A JVM is not virtual in the same sense as a VirtualBox or VMWare virtual machine. It is a 'machine' that implements the Java bytecode, not a virtualized version of actual hardware.
The term-of-art 'virtual machine' was coined a very long time ago for the following scenario:
make up a computer, like Knuth's MIX.
write a computer program that implements the made-up computer.
run programs
When this virtual machine runs, it's a completely ordinary program, running completely in user mode. It needs no special help from the hardware or operating system to work reasonably well. This is especially true of the JVM, since the Java byte code does not deal with low-level hardware I/O or other things which are hard to simulate.
Later, historically, (to pick a particular instance), IBM invented VM/370. VM/370 uses the other sense of the term 'virtual machine'. In this later sense, the hardware and operating system cooperate to allow a single physical machine to host multiple virtual instances of (more or less) the same architecture, in which multiple copies of the whole operating system are written as if they are running on more or less bare hardware. Later, the X86 was designed with features to facilitate this.
So, yes, any virtual machine is making use of some physical hardware, unless you implement it with pieces of paper passed around a table (pace John Searle). But when the virtual machine bears no resemblance to the machine it is running on, then there's no need for special help from the operating system and hardware, and no need for anything as complex as VM/370, or VMware.
If hardware support is a must for virtualization, ...
Let me stop you right there :-)
There is a difference in concept between the JVM (software virtualization) and (for example) a VMWare VM (hardware-assisted virtualization).
The JVM (and other software-based VMMs such as the ones that allow to to emulate x86 on Solaris hardware - I think Bochs and possibly DosBox fall into this category) runs like any other application, using the operating system to gain access to the hardware, or emulating its own hardware purely in software.
VMWare, and the other VMMs optimised for speed, rely on hardware support. In other words, they run on the hardware as if they have full access to the hardware and, only when they try to do something they're not supposed to does the OS captures that attempt and fake it.
That's why VMWare runs so much faster than the software-only emulators. It's because, for the vast majority of the time, it's actually running on the real hardware.
The JVM is a virtual machine, but it doesn't require any additional support from the Operating System. Instead of virtualising instructions for a particular CPU it executes java bytecode.

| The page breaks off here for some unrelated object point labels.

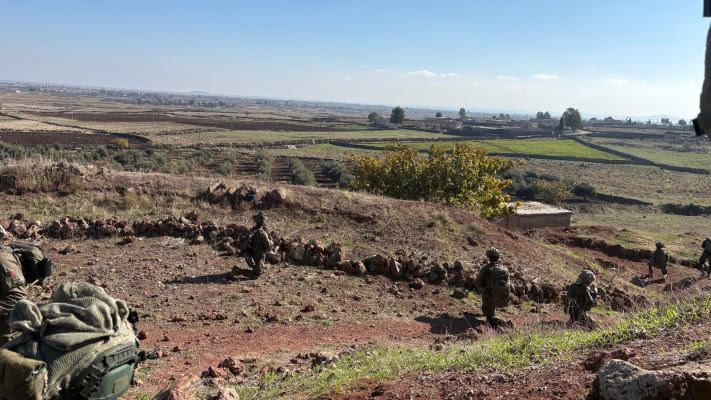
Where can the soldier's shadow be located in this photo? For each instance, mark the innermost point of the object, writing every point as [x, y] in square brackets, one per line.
[221, 279]
[446, 324]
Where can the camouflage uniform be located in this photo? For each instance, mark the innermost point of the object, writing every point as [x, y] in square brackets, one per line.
[491, 295]
[659, 260]
[12, 287]
[581, 298]
[705, 256]
[259, 243]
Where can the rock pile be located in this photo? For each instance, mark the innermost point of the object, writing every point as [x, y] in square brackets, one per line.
[244, 196]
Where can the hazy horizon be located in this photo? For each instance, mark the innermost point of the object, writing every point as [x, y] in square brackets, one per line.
[640, 59]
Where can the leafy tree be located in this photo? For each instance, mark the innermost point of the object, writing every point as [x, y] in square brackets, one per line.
[571, 118]
[584, 190]
[397, 116]
[551, 192]
[464, 178]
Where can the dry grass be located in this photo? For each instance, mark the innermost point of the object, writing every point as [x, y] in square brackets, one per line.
[27, 126]
[38, 175]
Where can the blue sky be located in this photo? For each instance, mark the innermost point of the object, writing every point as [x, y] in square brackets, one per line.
[628, 57]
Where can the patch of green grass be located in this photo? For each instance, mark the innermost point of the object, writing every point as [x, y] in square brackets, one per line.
[543, 147]
[683, 154]
[505, 352]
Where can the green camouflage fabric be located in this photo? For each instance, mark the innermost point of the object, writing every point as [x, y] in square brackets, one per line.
[12, 287]
[493, 284]
[80, 322]
[580, 301]
[659, 260]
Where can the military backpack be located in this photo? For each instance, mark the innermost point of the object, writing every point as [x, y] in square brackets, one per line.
[498, 285]
[81, 345]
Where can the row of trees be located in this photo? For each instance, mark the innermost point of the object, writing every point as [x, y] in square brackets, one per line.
[397, 116]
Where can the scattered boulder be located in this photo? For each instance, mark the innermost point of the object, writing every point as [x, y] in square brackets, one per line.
[620, 380]
[226, 394]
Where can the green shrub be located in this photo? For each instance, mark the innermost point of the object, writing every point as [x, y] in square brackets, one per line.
[300, 175]
[337, 172]
[551, 192]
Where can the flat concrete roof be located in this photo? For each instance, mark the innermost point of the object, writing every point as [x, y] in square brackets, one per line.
[537, 208]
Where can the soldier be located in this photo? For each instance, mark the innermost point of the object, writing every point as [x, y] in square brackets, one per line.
[582, 296]
[705, 256]
[659, 260]
[255, 244]
[493, 283]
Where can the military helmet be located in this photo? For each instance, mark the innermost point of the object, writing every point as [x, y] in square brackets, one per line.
[586, 276]
[260, 217]
[493, 254]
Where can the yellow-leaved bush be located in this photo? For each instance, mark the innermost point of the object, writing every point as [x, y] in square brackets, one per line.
[464, 178]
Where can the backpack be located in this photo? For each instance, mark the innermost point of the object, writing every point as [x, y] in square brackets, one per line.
[659, 258]
[80, 345]
[498, 284]
[706, 245]
[35, 266]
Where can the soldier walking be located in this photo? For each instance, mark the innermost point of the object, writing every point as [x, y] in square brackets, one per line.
[493, 283]
[582, 296]
[705, 256]
[659, 260]
[255, 244]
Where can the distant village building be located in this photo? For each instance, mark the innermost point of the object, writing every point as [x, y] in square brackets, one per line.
[534, 215]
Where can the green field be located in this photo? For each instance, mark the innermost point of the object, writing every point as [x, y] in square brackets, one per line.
[242, 137]
[639, 182]
[554, 148]
[689, 153]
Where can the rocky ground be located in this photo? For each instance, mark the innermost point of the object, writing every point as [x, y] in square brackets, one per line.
[352, 272]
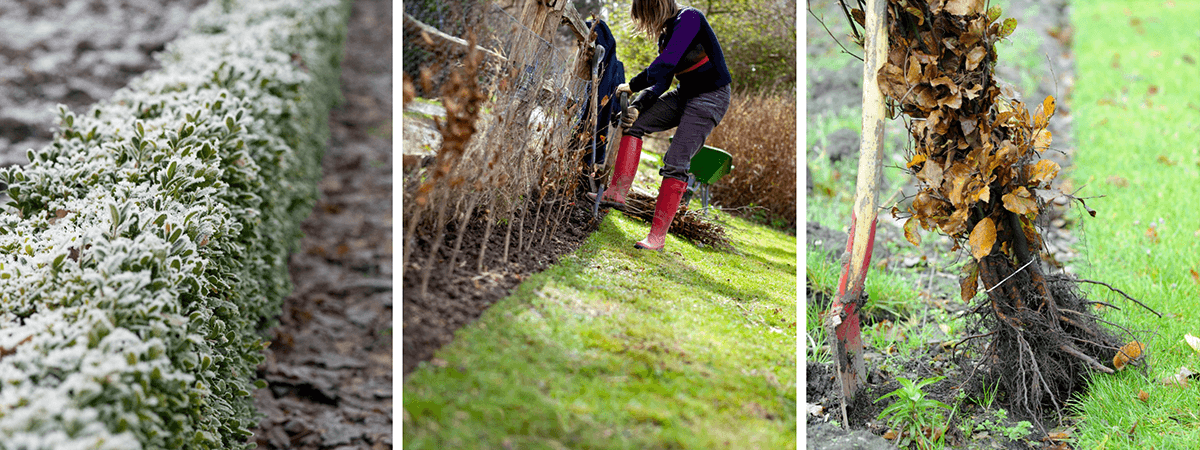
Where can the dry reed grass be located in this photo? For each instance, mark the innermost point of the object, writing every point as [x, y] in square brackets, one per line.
[760, 131]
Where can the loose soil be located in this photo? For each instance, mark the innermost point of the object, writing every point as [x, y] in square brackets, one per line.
[329, 366]
[457, 295]
[832, 90]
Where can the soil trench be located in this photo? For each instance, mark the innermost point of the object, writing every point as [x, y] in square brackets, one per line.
[457, 295]
[833, 90]
[329, 366]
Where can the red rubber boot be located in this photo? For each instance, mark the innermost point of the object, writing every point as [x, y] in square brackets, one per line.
[665, 208]
[624, 169]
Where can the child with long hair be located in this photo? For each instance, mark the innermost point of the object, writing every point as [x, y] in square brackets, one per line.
[690, 52]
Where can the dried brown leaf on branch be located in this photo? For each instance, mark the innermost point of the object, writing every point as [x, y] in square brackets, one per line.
[976, 154]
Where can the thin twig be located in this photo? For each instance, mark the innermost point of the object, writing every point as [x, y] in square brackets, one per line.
[831, 33]
[1009, 276]
[1122, 293]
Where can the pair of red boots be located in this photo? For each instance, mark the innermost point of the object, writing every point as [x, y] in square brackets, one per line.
[665, 207]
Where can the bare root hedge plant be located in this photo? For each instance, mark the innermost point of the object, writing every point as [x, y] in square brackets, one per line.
[977, 156]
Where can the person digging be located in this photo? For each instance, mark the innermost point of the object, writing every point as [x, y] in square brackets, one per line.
[689, 52]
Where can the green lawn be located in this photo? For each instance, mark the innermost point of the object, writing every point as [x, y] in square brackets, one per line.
[1137, 106]
[617, 348]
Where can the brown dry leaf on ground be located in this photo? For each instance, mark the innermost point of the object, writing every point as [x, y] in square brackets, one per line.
[1180, 378]
[1194, 342]
[1131, 352]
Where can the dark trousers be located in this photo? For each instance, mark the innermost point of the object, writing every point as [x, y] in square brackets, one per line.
[695, 118]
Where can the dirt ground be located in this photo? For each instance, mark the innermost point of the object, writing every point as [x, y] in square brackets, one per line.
[831, 90]
[459, 297]
[329, 366]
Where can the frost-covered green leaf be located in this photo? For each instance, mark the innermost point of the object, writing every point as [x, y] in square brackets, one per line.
[147, 245]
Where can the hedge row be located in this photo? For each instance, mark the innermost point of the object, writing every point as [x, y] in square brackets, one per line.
[147, 246]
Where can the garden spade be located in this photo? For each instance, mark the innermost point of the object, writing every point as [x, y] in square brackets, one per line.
[843, 323]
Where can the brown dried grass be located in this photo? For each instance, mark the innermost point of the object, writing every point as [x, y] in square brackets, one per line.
[760, 131]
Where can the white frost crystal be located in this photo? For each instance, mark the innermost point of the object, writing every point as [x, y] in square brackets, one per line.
[147, 245]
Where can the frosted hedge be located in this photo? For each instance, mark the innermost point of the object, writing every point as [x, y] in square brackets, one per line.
[147, 246]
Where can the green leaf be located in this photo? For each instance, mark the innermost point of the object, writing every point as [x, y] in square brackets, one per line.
[1007, 28]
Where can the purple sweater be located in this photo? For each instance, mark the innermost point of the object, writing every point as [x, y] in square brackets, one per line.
[687, 41]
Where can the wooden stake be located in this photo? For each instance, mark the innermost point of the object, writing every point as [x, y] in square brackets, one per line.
[843, 322]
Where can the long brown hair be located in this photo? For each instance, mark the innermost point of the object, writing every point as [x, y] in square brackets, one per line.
[651, 16]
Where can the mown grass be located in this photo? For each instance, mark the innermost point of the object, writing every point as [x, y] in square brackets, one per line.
[617, 348]
[1138, 105]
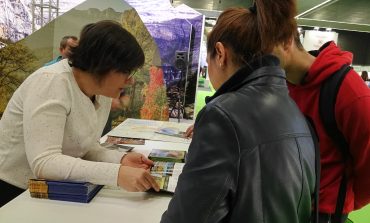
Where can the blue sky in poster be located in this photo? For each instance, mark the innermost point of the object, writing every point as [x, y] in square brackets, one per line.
[171, 29]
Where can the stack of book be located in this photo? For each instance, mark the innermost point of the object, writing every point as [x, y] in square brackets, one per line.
[81, 192]
[168, 165]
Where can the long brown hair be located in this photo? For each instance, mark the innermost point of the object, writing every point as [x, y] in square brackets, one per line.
[250, 33]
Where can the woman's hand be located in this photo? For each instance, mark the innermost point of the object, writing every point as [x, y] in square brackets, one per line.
[137, 160]
[136, 179]
[189, 132]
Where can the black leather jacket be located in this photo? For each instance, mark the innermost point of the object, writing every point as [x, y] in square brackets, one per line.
[252, 157]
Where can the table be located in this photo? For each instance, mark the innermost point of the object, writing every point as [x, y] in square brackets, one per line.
[110, 205]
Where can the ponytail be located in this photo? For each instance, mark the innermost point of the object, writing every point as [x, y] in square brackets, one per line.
[276, 22]
[255, 31]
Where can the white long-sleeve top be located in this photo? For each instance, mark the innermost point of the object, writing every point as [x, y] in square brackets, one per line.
[50, 129]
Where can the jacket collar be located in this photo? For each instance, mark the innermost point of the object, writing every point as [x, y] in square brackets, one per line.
[248, 73]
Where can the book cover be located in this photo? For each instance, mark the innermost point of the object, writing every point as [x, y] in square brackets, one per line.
[63, 190]
[125, 140]
[171, 132]
[167, 155]
[166, 174]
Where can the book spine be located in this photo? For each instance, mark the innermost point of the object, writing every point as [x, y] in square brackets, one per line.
[38, 186]
[39, 195]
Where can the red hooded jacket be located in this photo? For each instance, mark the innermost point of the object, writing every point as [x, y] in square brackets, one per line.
[352, 112]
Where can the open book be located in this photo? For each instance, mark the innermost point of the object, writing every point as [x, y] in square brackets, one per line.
[168, 165]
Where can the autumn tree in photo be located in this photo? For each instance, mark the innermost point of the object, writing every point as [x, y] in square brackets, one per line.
[155, 105]
[16, 62]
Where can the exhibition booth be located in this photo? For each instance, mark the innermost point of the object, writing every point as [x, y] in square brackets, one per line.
[171, 86]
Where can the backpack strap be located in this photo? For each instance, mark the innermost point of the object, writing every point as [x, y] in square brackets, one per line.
[328, 96]
[315, 211]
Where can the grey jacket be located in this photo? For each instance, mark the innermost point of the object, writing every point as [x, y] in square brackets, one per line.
[252, 156]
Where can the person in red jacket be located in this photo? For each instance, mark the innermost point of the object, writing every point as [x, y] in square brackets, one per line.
[306, 72]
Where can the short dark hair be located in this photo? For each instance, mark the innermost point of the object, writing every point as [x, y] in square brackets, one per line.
[106, 46]
[63, 42]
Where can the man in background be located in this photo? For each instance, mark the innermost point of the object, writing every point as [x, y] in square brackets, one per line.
[64, 48]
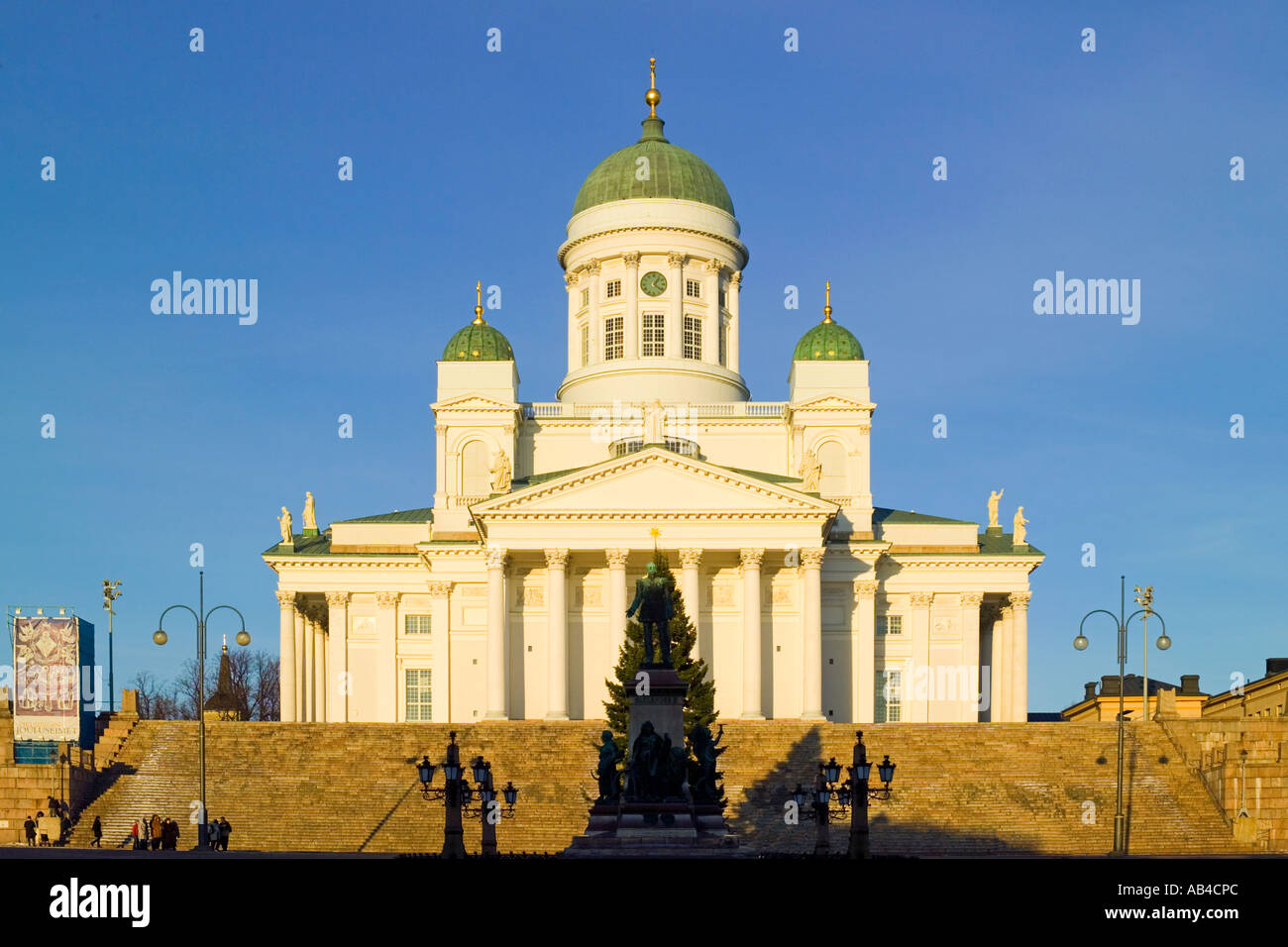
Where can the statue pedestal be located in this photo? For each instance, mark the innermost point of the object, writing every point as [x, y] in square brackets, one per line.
[662, 828]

The JVM is a virtual machine for running Java, in other words it emulates a machine which would be capable of running java. It is a confusing choice of names, but it comes from the general meaning of "machine" not from the more common Virtual Machine meaning.
The JVM, like a regular VM emulates the execution of instructions, but in the case of the JVM the instructions being emulated are Java Instructions, and in the case of a VM they are Hardware Instructions as would be executed by an OS running on the same hardware.
Yes the JVM does access hardware, however this is why you install a MAC or WINDOWS JVM since the instructions are translated by the JVM and acted upon depending on the installation of the JVM, for example, open file dialog on mac opens the mac dialog and windows JVM opens the windows dialog.
So its not being virtualized by the system, but the bytecode is being virtualized by the JVM you installed. It's basically like an application that reads something(bytecode) and does something(access hardware, or other stuff).
It should be noted that nothing stipulates that a JVM does not (have to) have HW virtualization access. There are notable exceptions, but to which the answered poster alluded, few CPs exist that run Java bytecode natively. Maybe someday a Java bytecode HAL or TIMI will be commonplace to put the JVM into the same class as the formalized HW virtualization?